Ce jeudi-là, à 9 h 32, l’ELN a déclenché une charge explosive à l’École de Cadets de la police Francisco de Paula Santander, dans le sud de Bogota. Elle a causé la mort de 20 élèves et fait plus de 80 blessés, dont plusieurs enfants de moins de 5 ans qui ont assisté à la cérémonie de remise des diplômes. Le conducteur du véhicule serait mort sur le coup.

Immédiatement après l’attaque terroriste, au milieu de la confusion informative et de la tension engendrées par cet acte criminel qui semblait être une « opération sous faux drapeau » ou un coup monté, les leaders étudiants ont suspendu la marche contre l’ESMAD et les activistes virtuels ont accepté de reporter la séance nationale contre le Procureur Général. C’était la chose la plus raisonnable à faire face à cette situation imprévue.

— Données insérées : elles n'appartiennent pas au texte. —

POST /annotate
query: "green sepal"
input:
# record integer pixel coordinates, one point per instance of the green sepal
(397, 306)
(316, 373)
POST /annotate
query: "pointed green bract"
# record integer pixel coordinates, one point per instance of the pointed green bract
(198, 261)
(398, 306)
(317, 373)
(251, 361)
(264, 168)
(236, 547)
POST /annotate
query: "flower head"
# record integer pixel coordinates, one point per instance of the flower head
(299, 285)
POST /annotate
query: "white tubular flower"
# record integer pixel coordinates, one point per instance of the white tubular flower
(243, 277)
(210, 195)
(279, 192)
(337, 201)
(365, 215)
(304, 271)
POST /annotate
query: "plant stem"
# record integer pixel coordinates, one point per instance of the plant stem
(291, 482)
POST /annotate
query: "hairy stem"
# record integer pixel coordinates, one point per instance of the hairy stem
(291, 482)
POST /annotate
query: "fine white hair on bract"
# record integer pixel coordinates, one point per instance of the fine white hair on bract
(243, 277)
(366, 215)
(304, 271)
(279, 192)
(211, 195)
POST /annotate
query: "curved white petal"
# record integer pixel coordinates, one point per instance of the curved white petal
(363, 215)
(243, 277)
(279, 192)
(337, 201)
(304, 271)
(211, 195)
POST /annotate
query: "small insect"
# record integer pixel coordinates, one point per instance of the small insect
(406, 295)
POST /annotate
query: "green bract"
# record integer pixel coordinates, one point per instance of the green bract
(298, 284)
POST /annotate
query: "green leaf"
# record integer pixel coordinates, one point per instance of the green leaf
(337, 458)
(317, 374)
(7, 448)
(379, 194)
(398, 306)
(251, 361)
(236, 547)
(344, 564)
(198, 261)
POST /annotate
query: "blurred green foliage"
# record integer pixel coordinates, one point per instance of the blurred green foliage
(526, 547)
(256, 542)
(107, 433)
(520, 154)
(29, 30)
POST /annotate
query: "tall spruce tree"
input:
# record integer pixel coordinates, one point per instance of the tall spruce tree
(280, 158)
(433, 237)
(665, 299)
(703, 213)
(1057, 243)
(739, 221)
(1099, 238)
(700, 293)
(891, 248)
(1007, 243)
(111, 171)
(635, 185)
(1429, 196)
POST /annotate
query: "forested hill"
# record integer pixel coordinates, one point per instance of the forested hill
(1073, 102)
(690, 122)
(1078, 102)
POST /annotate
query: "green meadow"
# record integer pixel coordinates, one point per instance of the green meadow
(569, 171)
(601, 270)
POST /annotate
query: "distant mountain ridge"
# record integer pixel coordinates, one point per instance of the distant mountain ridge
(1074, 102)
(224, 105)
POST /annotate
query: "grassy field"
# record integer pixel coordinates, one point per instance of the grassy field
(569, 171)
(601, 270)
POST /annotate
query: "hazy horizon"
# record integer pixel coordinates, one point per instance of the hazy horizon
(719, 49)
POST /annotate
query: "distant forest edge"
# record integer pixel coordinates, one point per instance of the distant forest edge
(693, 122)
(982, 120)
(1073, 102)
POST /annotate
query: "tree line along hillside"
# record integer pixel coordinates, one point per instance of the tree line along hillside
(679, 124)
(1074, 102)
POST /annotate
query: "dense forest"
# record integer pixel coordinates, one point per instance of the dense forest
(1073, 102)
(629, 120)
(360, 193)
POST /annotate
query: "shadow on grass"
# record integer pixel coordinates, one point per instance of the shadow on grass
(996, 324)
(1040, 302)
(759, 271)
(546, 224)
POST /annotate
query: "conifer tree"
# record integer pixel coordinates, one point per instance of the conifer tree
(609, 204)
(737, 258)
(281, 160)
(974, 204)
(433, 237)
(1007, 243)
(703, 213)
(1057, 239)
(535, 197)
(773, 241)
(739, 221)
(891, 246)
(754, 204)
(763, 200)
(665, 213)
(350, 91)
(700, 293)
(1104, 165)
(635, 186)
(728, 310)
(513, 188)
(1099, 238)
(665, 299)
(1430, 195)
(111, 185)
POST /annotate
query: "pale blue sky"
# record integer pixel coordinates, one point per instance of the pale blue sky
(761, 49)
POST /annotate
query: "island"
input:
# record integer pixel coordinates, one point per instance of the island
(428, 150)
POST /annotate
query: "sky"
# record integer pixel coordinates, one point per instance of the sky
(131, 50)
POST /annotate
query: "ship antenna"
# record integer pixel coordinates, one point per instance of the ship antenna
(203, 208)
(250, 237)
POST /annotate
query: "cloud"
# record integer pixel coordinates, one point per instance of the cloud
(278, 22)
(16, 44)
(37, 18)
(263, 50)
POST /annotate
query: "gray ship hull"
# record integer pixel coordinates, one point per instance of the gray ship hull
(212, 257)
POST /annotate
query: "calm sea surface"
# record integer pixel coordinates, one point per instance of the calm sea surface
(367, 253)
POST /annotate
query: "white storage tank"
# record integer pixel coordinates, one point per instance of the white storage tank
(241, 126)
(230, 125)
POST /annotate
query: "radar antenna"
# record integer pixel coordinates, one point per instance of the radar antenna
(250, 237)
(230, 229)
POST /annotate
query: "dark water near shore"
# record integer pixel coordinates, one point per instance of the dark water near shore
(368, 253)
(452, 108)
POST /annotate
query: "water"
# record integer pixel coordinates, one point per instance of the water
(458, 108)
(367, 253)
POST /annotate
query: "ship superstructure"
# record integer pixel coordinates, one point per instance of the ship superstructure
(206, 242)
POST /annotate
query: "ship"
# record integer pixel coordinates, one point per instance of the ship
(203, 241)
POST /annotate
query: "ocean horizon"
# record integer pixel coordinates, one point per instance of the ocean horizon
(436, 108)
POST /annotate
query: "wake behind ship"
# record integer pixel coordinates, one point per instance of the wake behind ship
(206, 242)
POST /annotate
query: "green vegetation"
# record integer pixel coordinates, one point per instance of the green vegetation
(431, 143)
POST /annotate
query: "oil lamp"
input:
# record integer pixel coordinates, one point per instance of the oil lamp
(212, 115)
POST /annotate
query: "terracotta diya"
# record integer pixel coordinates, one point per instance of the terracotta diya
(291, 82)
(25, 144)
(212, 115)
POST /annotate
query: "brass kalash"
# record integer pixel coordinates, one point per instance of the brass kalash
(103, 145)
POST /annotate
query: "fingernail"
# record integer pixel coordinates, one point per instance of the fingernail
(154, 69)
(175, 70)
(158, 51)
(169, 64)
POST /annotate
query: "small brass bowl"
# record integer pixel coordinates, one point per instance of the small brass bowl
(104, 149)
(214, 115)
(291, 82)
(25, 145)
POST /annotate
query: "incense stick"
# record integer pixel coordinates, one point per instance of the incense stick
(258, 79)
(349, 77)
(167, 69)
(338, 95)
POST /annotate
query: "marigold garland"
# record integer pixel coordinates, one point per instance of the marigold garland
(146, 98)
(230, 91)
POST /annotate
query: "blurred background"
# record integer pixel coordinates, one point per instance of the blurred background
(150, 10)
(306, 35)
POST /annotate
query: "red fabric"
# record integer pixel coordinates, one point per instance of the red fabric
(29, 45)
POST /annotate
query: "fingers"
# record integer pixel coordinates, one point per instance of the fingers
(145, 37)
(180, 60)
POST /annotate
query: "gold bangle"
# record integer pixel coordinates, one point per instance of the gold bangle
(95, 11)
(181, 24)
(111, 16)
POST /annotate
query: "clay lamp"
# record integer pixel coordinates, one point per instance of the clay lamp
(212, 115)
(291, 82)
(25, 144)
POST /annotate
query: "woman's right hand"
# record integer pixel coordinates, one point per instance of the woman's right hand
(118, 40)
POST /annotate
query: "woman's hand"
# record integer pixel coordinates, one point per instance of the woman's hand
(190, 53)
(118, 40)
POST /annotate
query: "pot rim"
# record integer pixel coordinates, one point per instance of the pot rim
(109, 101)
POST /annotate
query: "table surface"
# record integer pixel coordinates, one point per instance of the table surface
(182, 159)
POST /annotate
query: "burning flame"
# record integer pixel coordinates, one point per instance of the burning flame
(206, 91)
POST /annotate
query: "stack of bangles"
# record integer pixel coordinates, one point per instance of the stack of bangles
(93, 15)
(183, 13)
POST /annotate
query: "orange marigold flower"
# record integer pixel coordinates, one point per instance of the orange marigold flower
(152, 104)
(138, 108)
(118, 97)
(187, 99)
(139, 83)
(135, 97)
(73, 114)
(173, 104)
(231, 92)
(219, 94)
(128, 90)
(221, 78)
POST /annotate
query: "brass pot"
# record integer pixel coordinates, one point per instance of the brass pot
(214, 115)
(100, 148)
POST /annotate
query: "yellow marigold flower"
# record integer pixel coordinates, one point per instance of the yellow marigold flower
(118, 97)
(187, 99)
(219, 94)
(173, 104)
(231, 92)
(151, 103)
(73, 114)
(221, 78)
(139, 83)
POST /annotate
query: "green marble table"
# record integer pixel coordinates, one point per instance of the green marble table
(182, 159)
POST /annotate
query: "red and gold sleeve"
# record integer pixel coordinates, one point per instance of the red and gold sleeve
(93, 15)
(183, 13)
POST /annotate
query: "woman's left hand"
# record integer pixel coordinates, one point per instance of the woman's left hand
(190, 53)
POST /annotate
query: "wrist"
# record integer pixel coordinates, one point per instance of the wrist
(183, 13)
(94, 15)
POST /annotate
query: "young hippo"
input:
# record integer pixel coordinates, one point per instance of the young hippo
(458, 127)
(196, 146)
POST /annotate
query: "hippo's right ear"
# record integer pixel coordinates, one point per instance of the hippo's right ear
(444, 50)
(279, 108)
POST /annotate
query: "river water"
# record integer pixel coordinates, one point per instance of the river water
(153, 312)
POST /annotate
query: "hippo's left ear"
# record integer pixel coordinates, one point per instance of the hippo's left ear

Cependant, il y a eu beaucoup d’hésitation et d’indécision dans la prise de cette résolution. Cette attaque présentait toutes les caractéristiques d’un « faux positif ». Les informations abondantes fournies par le Bureau du Procureur Général sur le conducteur du véhicule utilisé et d’autres détails de l’attaque ont suscité plus de doutes que de certitudes et tout indiquait qu’il aurait pu être exécuté par des forces obscures au profit d’un procureur acculé, d’un ESMAD discrédité, d’un Président Duque discrédité et d’un ancien Président Uribe qui n’avait pas encore réussi à déchirer le soi-disant processus de paix avec les FARC. Tout était possible et imaginable à l’époque et cela a généré beaucoup d’incertitude.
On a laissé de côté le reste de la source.